By Matt Dolin, Beverage Manager

Vinitaly is the largest Italian wine tasting in the world. It’s held every spring in Verona and draws 130,000 wine professionals from 140 countries. This year, I had the pleasure to attend with a group of 25 from all over the United States. The tasting is unlike anything I’ve ever seen before. There are over 4,000 producers with huge booths; built up with trees, artwork, and of course lots of wine. We tasted some amazing selections throughout the two days we attended.

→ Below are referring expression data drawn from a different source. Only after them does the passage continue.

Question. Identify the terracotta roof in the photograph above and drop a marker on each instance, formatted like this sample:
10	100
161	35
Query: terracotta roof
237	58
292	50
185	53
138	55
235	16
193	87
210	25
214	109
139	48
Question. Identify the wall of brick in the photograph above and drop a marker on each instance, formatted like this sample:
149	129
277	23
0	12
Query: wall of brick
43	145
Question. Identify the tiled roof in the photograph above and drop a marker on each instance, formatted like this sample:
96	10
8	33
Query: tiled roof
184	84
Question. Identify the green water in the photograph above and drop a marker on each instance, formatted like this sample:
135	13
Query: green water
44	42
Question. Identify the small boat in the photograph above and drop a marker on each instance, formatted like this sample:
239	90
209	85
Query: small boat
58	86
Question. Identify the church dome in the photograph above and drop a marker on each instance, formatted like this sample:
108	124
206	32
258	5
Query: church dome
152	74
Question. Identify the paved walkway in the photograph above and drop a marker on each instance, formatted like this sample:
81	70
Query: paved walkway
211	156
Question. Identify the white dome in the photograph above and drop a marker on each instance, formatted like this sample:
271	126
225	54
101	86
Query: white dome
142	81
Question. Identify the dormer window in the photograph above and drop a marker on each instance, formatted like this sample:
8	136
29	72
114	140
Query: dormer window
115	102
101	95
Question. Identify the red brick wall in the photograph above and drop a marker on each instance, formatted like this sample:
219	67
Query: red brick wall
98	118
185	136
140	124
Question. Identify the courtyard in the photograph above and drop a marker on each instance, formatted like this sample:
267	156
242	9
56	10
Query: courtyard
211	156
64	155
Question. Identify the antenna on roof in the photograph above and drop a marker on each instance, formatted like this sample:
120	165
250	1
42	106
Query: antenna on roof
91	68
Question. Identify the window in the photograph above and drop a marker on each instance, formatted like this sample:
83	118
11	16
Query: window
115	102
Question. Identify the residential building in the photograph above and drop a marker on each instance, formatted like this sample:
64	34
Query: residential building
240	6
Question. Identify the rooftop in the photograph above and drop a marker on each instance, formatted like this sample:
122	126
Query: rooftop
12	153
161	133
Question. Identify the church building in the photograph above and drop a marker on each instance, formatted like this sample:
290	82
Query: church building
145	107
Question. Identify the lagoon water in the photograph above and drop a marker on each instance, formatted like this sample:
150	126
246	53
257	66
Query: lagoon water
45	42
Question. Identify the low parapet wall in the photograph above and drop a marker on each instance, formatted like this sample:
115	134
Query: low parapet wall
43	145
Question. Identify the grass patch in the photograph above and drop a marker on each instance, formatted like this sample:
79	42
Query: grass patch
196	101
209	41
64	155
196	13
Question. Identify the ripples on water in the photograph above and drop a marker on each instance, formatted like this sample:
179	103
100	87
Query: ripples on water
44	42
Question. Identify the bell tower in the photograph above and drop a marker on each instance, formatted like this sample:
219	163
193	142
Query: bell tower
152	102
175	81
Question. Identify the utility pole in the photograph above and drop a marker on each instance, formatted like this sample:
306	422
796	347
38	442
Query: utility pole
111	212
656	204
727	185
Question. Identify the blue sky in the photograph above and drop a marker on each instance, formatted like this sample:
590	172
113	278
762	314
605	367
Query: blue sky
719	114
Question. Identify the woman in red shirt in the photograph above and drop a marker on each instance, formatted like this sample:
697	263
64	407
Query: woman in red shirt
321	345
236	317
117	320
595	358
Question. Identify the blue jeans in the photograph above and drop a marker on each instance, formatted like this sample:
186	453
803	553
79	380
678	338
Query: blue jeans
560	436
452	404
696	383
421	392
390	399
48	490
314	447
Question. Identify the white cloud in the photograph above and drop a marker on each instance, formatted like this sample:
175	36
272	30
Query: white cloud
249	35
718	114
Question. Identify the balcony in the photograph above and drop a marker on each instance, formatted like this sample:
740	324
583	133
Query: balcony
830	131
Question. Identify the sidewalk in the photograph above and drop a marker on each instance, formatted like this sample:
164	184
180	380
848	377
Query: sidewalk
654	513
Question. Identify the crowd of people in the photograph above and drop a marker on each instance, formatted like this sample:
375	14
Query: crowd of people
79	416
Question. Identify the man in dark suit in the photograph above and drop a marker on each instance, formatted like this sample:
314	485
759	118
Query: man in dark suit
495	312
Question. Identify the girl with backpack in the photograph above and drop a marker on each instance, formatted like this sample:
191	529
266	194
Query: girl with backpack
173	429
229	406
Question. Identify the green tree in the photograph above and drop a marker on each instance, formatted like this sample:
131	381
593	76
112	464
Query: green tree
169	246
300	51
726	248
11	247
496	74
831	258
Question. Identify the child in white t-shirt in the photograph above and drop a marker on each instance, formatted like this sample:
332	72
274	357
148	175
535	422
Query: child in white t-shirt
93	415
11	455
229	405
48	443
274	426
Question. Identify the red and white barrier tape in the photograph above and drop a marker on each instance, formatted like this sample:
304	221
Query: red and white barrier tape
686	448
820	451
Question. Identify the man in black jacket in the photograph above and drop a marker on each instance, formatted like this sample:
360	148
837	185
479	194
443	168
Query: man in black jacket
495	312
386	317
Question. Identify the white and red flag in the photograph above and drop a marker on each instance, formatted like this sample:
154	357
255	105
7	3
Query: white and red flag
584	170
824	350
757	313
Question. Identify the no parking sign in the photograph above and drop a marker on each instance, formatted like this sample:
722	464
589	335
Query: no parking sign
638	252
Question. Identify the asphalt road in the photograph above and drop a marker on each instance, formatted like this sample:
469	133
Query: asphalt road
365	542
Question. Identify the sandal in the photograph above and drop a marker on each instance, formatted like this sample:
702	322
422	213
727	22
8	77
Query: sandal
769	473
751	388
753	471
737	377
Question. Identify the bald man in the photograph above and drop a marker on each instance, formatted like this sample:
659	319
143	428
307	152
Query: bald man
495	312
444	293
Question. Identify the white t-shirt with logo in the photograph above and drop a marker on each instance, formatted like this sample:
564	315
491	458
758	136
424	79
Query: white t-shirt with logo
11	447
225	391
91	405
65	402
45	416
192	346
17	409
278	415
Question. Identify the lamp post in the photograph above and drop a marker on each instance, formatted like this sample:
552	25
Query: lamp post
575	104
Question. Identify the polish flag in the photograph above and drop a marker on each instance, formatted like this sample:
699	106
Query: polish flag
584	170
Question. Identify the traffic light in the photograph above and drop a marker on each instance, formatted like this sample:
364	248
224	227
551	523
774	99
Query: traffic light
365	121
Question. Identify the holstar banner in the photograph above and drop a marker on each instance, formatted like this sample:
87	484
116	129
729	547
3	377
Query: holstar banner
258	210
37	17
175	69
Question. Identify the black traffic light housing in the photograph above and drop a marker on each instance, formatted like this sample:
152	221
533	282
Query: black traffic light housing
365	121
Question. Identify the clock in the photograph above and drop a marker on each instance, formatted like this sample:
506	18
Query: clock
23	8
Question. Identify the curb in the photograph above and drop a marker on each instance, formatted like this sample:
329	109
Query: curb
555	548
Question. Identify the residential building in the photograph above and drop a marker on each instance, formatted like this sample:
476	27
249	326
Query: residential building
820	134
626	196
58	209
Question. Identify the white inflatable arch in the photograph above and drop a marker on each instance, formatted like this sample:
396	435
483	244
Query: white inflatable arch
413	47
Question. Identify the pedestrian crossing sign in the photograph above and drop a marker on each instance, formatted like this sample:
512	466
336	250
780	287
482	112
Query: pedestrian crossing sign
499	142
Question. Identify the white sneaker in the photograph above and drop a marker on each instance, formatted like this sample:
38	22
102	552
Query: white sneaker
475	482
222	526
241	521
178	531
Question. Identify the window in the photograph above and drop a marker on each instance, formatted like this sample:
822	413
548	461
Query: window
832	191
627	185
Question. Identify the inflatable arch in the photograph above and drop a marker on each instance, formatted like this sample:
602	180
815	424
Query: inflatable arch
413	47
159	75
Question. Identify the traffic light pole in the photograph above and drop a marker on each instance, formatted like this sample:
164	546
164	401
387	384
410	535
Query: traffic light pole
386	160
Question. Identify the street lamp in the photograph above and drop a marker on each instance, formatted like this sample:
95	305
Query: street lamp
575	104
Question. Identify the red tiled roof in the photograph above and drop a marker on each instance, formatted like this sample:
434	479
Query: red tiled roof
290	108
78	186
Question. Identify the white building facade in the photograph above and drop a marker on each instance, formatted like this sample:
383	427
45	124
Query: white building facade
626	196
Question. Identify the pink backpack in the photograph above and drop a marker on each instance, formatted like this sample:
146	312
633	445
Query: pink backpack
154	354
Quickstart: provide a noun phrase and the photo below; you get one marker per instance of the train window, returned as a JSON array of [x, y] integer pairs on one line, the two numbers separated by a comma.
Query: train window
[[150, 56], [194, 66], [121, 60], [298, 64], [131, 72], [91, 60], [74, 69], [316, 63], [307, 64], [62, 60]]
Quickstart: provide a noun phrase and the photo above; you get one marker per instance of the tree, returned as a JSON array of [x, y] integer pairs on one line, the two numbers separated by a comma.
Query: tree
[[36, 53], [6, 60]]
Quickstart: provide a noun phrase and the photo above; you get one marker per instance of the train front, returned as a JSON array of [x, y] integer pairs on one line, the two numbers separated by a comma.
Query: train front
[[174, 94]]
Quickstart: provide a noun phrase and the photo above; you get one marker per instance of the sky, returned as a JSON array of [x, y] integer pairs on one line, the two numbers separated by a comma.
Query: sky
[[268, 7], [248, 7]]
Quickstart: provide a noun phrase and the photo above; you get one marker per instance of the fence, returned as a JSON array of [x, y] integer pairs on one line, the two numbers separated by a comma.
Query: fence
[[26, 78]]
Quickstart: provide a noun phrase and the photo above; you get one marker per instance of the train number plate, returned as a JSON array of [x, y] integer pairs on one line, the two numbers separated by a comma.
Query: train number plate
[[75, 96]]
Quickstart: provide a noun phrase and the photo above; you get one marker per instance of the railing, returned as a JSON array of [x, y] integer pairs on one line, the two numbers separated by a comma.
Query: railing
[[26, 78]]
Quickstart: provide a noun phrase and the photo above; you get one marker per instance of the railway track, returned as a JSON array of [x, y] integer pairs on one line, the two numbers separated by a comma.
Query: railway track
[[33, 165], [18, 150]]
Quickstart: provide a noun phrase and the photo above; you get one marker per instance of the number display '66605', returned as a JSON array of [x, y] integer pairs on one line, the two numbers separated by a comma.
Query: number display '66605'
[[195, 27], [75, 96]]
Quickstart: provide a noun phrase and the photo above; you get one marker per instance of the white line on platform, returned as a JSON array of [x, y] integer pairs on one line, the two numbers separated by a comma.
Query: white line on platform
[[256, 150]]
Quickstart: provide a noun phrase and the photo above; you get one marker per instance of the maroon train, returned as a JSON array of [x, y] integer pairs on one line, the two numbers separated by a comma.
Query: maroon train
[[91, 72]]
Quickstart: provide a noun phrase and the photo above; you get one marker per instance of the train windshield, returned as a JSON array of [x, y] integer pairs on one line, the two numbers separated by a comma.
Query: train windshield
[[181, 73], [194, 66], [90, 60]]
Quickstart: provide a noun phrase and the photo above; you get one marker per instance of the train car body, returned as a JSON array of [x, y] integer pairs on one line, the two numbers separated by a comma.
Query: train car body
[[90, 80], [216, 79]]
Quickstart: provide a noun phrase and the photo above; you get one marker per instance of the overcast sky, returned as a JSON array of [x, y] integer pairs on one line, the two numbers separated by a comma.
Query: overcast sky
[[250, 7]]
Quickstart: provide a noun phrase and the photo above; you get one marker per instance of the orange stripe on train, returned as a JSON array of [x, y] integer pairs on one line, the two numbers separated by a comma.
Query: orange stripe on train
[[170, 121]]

After the tasting we traveled as a group to wineries throughout Italy; Valpolicella, Alto Adige, Franciacorta, Bolgheri, Montalcino, and Chianti. This was my first trip to Italy and the first true wine trip of my life. We started in Valpolicella where they are famous for Amarone, a wine made with grapes that have been dried for 90-120 days. The wines come out with power balanced by elegance and integrated dried fruit character. The process they follow is one of a kind, and visiting their facilities was a special experience. Many people ask why Amarones carry a heftier price tag than most wines, but until I saw how much time and care goes into the wine it was hard to put into words. Here at Osteria we carry a number of Amarones, next time you’re in, take a look in the Veneto section to check them out.

Next, we got to see one of the best winemaking cooperatives in the world, Cantina Terlan. Here at Osteria we featured their Andrian Pinot Noir by the glass for the better half of two years and today we carry a number of bottlings from them. Italy as a whole is not well known for their white wines, however in Alto-Adige (as well as Friuli to be fair) the whites express character, weight, complexity, and terroir. Lofted along mountainsides up to 3300 feet of elevation, the vineyards are terraced and reinforced so they don’t fall off with inclement weather.

During lunch in the Vorberg vineyard, we had the rare opportunity to taste a 1959 Pinot Bianco. This was proof positive that great whites have longevity!